My point is that the "huge win" is expressed in terms of a bogus and misleading ...

pjdesno · 2026-03-27T19:35:36 1774640136

It's not a "bogus and misleading baseline".

It's precisely the way we teach people how to build thread-safe systems. And we teach them to do it that way because we've learned from experience that letting them code up their own custom synchronization primitives leads to immense woe and suffering.

(and it's not slow because of the C++ mutex implementation, either - I tested a C/pthreads version, and it was the same speed as the C++ version)

jeffbee · 2026-03-27T20:18:40 1774642720

The GNU libstdc++ STL mutex is nothing but pthread_lock, so that's not a surprise.

I really don't understand what you are saying about not using custom primitives. The whole article is "YOLO your own synchronization" and it fails to grapple with the subtleties. An example of the unaddressed complexity: use of acquire-release semantics for head_ and tail_ atomics imposes no ordering whatsoever between observations of head_ and tail_. The final solution has four atomics that use acquire-release and does not discuss the fact that threads may observe the values of these four things in very surprising order. The issue is so complex that I consider this 50-page academic paper to be the bare minimum survey of the problem that a programmer should thoroughly understand before they even consider using atomics.

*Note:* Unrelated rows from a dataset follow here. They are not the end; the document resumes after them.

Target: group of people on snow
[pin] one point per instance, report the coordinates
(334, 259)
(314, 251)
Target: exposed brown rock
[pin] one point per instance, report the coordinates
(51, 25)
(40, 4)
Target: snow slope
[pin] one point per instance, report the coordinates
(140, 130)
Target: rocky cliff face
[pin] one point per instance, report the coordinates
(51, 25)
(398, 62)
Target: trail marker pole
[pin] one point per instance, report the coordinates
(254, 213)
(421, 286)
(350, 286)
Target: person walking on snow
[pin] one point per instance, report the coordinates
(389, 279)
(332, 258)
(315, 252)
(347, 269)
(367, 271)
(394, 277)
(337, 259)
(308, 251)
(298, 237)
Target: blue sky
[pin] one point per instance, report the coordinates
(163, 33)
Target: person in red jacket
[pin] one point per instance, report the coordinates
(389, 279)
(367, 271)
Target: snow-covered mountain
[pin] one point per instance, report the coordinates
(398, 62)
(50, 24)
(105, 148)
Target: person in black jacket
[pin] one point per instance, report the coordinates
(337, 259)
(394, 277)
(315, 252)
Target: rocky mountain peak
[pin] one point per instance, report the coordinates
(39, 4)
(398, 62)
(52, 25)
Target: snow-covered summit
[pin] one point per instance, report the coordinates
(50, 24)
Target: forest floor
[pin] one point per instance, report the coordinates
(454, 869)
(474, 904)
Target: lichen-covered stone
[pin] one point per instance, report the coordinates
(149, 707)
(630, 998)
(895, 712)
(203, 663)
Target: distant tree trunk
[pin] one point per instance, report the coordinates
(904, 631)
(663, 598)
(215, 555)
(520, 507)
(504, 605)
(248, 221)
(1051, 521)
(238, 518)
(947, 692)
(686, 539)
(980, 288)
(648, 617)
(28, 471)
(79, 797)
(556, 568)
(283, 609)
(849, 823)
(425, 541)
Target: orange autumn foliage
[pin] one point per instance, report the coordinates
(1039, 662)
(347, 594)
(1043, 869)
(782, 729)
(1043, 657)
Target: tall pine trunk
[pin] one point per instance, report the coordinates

https://www.cl.cam.ac.uk/~pes20/ppc-supplemental/test7.pdf

reitzensteinm · 2026-03-27T22:48:59 1774651739

Could you macroexpand your claims a little here?

"An example of the unaddressed complexity: use of acquire-release semantics for head_ and tail_ atomics imposes no ordering whatsoever between observations of head_ and tail_."

The Acquire / Release in version 4 looks right to me, but I'd like to know if I'm missing something.

Also, while your linked paper is good background for what the C++11 memory model is intended to abstract over, it's almost entirely its own thing with a mountain of complexity.

Somebody else in this comment section brought atomics knowledge to an Acquire/Release fight and it didn't go well.

As a starting introduction I'd probably recommend this:

https://www.amazon.com.au/C-Concurrency-Action-Practical-Mul...

loeg · 2026-03-28T04:58:07 1774673887

I think he's complaining that because the head_ and tail_ loads in push/pop are relaxed, rather than also being acquire, they can be reordered relative to the acquire tail_ and head_ loads respectively. I don't believe this impacts the correctness of the logic, but I could be missing something.

pjdesno · 2026-03-27T21:30:10 1774647010

I don't actually get your point.

You dismissed the standard lock-guarded data structure as a "bogus comparison", despite it being the way every programmer is taught to write multi-threaded code.

Now the more you write, the more you seem to make the case that (a) normal programmers shouldn't be writing code like this, and (b) there are significant speedups possible if someone who knows what they're doing *does* write a highly tuned lock-free library.

jeffbee · 2026-03-28T01:32:52 1774661572

The easy speedup is to use 2 mutexes, one that protects head and tail_cached, and the other that protects tail and head_cached, and align so they don't interfere. In other words, take the RingBufferV5 from the article and define the class like this:

  std::array<T, N> buffer_;
  alignas(64) absl::Mutex hmu_;
  std::size_t head_{0};
  std::size_t tail_cached_{0};

  alignas(64) absl::Mutex tmu_;
  std::size_t tail_{0};
  std::size_t head_cached_{0};

Then change the code to forget the atomics and just use the locks. On my system this is more than ten times faster than the baseline naïve thread-safe RingBufferV2. That's what I mean about using a bogus baseline.